“On peut fumer à bord d’un jet privé.”
Aux États-Unis, l’interdiction fédérale de fumer s’applique aux vols réguliers des compagnies et, depuis 2000, aux vols affrétés de 30 sièges ou plus, ce qui laisse la plupart des jets d’affaires hors de son champ. La FAA exige toujours que l’équipage contrôle le tabagisme et que les toilettes des appareils certifiés soient équipées de détecteurs et de réceptacles. L’Europe est similaire : les règles s’imposent au transport aérien commercial, et le droit d’allumer une cigarette à bord d’un avion privé est une décision de l’opérateur.
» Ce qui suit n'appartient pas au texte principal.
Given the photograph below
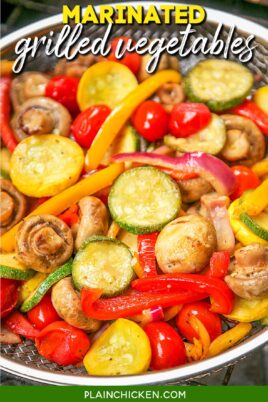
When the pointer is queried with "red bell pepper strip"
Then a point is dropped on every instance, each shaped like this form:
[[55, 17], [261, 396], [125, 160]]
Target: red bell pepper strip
[[18, 324], [131, 304], [223, 297], [70, 216], [6, 131], [250, 110], [8, 295], [219, 264], [146, 251]]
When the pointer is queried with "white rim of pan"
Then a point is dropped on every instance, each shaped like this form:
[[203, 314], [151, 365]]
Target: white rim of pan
[[189, 371]]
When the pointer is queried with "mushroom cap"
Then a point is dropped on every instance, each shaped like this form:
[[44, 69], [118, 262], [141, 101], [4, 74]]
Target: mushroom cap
[[13, 206], [68, 306], [44, 242], [185, 245], [26, 86], [240, 153], [41, 115]]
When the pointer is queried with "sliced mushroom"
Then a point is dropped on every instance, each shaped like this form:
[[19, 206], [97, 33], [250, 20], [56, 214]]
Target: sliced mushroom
[[193, 189], [41, 115], [26, 86], [216, 206], [68, 306], [170, 94], [7, 336], [185, 245], [166, 62], [93, 219], [245, 143], [44, 242], [12, 207], [249, 272], [77, 67]]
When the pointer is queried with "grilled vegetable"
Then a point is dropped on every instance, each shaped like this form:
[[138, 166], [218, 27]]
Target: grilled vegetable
[[43, 165], [220, 84], [11, 268], [210, 140], [42, 289], [127, 141], [258, 225], [103, 263], [148, 204], [105, 83], [123, 348]]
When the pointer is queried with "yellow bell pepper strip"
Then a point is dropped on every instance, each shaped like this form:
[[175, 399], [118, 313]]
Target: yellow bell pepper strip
[[264, 321], [113, 231], [60, 202], [261, 98], [249, 310], [229, 338], [204, 337], [253, 202], [261, 168], [117, 119], [256, 201]]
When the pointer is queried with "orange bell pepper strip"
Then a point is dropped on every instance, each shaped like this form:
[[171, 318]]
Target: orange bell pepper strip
[[117, 119], [229, 338], [60, 202]]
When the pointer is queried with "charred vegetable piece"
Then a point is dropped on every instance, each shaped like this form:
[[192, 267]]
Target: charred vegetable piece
[[105, 83], [26, 86], [258, 225], [43, 165], [41, 115], [13, 206], [11, 268], [127, 141], [44, 242], [66, 302], [144, 200], [210, 140], [220, 84], [103, 263], [123, 348], [42, 289]]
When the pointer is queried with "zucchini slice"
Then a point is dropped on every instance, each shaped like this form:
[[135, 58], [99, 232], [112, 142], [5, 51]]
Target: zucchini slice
[[210, 140], [144, 199], [11, 268], [220, 84], [42, 289], [127, 141], [103, 263], [258, 225]]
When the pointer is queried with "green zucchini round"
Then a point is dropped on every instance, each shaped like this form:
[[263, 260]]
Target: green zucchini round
[[103, 263], [220, 84], [144, 200], [254, 226], [42, 289], [16, 273]]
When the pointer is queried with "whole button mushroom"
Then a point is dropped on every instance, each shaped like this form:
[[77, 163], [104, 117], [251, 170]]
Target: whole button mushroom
[[26, 86], [248, 276], [245, 142], [67, 303], [185, 245], [93, 219], [44, 242], [41, 115], [12, 207]]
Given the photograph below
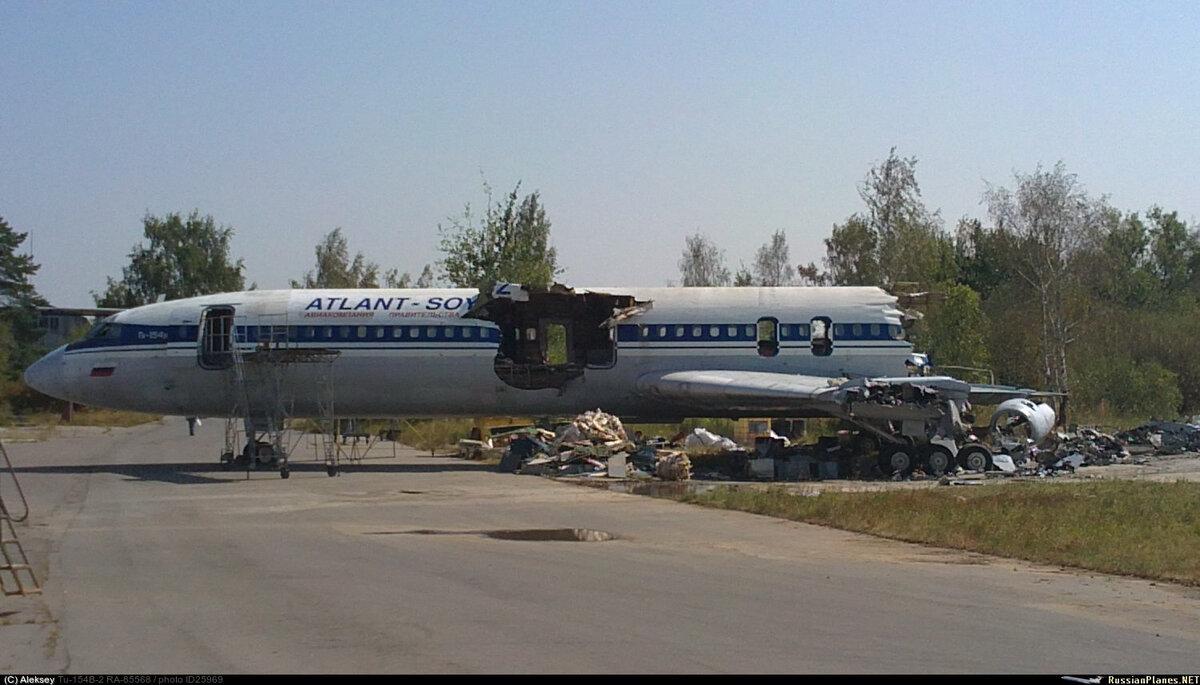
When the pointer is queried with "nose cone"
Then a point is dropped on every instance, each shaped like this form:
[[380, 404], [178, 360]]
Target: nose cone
[[46, 376]]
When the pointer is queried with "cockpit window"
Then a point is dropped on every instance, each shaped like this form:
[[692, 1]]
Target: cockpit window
[[106, 330]]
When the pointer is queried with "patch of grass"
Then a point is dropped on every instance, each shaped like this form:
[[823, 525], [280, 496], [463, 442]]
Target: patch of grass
[[1134, 528], [87, 416]]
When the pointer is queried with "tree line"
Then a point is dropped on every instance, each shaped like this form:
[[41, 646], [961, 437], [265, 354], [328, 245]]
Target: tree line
[[1053, 288]]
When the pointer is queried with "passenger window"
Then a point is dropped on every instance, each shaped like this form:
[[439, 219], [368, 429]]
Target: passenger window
[[822, 336], [768, 337]]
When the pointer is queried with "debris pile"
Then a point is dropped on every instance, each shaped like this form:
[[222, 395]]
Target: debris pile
[[593, 444], [673, 466], [1089, 446], [1164, 437]]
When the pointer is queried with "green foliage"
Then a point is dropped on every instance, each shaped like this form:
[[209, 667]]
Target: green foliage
[[953, 331], [702, 263], [1128, 388], [772, 263], [510, 245], [335, 269], [897, 239], [18, 320], [184, 258]]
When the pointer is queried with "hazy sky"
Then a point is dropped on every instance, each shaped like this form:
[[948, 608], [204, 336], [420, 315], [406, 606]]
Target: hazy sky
[[639, 122]]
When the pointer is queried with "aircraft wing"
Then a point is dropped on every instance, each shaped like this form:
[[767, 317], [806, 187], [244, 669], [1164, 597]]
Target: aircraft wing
[[795, 395], [741, 390]]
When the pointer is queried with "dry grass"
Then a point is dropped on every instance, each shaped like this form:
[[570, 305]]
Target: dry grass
[[1134, 528]]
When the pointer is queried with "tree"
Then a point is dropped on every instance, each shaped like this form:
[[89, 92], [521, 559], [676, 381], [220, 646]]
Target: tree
[[772, 263], [1051, 221], [953, 331], [335, 269], [702, 263], [19, 335], [743, 277], [426, 278], [511, 244], [897, 239], [184, 258]]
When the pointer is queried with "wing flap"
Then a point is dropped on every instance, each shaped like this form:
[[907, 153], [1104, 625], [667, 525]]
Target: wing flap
[[741, 390]]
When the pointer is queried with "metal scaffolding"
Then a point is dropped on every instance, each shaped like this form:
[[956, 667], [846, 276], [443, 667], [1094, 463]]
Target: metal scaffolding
[[265, 377]]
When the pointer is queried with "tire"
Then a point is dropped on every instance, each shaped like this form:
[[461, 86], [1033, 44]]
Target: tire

La décision de l’opérateur est généralement non. Les flottes d’affrètement sont des actifs partagés, et une cabine qui sent la fumée perd des réservations et de la valeur ; nettoyer une cabine après un vol chargé en cigares peut coûter des milliers de dollars. Les programmes fractionnés l’interdisent par contrat. Certains opérateurs acceptent le tabac au cas par cas moyennant un supplément, et une poignée commercialise des appareils « fumeurs ».
Là où c’est courant, c’est sur les appareils en pleine propriété, en particulier au Moyen-Orient, sur l’ancien marché russe et chez les dirigeants amateurs de cigares. Les plus gros jets avec salons dédiés et bons systèmes de renouvellement d’air s’en sortent le mieux ; l’air de la cabine d’un jet d’affaires est renouvelé toutes les deux ou trois minutes.
La rumeur a donc raison sur la loi et manque de fiabilité sur la réalité : demandez avant d’embarquer.